- Born: Brigita Ivka Vuco February 11, 1999 (age 27) Split, Croatia
- Other names: Brigita, Brigita Vuco, By Brigita
- Occupation: Singer;
- Years active: 2020–present
- Children: 1
- Father: Siniša Vuco
- Relatives: Vilibald Vuco (brother)
- Musical career
- Genres: Trap music
- Instrument: Vocals

= Brigita Vuco =

Croatian singer-songwriter

Brigita Ivka Vuco (born 11 February 1999), known professionally as By Brigita, is a Croatian singer-songwriter. She is the youngest daughter of Siniša Vuco, a songwriter and singer, who is best known for his blend of hard rock music and pop-folk music.

==Life and career==
Brigita was born on February 11, 1999, in Split, as the youngest daughter of Croatian recording artist Siniša Vuco. In August 2020, it was speculated in the media that Brigita would present herself on the Croatian music scene with her first song, which is in a different genre of musical expression than her father's.
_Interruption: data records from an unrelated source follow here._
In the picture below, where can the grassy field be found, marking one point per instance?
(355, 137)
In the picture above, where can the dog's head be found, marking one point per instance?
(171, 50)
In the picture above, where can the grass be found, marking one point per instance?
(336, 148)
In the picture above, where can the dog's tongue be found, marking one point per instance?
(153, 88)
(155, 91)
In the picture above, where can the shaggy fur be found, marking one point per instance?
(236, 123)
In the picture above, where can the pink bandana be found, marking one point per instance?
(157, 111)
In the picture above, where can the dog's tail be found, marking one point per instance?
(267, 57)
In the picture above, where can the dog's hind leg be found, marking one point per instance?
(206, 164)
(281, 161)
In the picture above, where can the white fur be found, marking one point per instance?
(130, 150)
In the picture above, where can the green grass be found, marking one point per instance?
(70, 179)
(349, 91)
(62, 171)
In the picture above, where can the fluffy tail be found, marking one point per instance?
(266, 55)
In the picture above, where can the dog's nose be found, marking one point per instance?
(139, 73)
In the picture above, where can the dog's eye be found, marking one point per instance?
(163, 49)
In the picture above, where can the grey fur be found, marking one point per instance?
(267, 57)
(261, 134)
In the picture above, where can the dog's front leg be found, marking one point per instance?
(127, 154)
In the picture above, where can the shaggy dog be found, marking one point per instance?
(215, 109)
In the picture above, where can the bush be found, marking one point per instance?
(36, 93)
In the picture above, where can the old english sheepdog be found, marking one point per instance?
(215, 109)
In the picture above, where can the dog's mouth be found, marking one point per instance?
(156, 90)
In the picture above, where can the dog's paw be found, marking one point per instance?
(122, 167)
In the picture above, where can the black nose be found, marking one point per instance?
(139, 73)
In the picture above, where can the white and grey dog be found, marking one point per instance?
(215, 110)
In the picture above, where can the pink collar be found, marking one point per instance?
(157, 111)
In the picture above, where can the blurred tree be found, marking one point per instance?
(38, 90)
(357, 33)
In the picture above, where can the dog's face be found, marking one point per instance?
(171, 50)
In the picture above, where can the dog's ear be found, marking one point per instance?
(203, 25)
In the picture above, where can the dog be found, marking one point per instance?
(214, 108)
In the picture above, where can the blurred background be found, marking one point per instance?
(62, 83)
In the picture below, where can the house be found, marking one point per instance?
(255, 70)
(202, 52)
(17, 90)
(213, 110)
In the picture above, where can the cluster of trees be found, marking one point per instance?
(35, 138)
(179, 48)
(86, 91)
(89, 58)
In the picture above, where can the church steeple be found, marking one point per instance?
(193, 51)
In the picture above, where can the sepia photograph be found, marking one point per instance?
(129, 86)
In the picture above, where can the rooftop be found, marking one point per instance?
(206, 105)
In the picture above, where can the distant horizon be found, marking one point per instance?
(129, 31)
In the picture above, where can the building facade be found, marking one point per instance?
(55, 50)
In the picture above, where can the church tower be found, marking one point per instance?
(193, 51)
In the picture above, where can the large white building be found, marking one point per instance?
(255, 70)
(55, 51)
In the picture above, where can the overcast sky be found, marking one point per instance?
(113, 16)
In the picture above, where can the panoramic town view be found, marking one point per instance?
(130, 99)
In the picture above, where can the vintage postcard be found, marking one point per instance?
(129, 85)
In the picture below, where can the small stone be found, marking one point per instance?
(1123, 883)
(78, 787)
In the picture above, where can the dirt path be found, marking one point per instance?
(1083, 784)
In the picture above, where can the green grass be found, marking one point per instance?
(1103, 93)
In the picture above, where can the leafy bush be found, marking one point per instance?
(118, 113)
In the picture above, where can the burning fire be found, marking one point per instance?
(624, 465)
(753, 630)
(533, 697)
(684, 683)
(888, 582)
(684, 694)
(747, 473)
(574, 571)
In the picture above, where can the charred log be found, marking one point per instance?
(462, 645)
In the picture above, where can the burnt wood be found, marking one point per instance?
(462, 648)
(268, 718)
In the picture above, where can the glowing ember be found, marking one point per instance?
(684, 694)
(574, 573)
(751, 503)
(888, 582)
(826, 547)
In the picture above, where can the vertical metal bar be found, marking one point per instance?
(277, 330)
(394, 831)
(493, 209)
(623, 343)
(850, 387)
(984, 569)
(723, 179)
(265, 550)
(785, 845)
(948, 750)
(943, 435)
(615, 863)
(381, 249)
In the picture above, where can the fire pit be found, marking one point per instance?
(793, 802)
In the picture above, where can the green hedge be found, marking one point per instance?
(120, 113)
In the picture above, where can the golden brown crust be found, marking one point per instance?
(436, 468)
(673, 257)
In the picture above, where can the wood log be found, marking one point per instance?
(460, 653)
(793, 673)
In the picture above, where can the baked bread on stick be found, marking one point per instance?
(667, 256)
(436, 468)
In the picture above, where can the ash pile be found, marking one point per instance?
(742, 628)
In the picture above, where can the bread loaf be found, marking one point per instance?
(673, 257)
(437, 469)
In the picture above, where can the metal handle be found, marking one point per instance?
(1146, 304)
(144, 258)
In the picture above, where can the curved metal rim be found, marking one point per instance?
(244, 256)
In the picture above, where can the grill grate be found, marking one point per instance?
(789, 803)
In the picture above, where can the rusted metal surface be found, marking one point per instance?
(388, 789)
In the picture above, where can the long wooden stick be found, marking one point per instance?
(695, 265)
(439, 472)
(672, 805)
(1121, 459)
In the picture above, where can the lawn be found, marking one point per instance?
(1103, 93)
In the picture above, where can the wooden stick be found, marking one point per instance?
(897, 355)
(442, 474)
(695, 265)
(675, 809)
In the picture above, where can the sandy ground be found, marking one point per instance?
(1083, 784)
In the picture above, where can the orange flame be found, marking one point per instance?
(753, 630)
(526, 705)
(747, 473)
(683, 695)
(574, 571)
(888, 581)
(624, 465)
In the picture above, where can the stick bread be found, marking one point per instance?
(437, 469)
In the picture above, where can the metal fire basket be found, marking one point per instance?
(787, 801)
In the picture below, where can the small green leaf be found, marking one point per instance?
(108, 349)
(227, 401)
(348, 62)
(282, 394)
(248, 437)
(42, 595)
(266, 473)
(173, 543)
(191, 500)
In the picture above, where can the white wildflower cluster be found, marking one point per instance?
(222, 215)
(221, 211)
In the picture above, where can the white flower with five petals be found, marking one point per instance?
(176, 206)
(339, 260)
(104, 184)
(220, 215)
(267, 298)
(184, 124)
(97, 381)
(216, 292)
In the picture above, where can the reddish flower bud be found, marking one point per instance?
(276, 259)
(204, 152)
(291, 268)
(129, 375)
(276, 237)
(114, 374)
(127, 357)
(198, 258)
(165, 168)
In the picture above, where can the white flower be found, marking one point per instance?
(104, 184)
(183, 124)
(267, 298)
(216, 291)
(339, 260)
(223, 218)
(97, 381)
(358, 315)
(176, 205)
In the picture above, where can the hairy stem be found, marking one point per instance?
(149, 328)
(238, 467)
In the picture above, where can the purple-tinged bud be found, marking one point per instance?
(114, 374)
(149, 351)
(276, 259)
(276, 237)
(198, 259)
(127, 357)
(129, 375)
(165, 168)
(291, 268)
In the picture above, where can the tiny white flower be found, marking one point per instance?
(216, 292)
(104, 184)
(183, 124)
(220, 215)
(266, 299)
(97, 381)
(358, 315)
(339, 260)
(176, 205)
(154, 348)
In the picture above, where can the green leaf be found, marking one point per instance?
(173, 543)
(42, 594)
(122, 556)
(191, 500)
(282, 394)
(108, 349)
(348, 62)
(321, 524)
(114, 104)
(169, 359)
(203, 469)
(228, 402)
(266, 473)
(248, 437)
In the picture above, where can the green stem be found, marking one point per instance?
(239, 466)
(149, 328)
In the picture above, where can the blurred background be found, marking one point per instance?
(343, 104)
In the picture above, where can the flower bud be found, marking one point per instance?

In December 2020, Vuco was announced as one of the 14 finalists for Dora 2021, the national contest in Croatia to select the country's Eurovision Song Contest 2021 entry. She performed the song "Noći pijane" (Drunken Nights), which she wrote and composed herself, and placed thirteen with a total of 15 points.

Brigita is the first trap performer in Dora's history.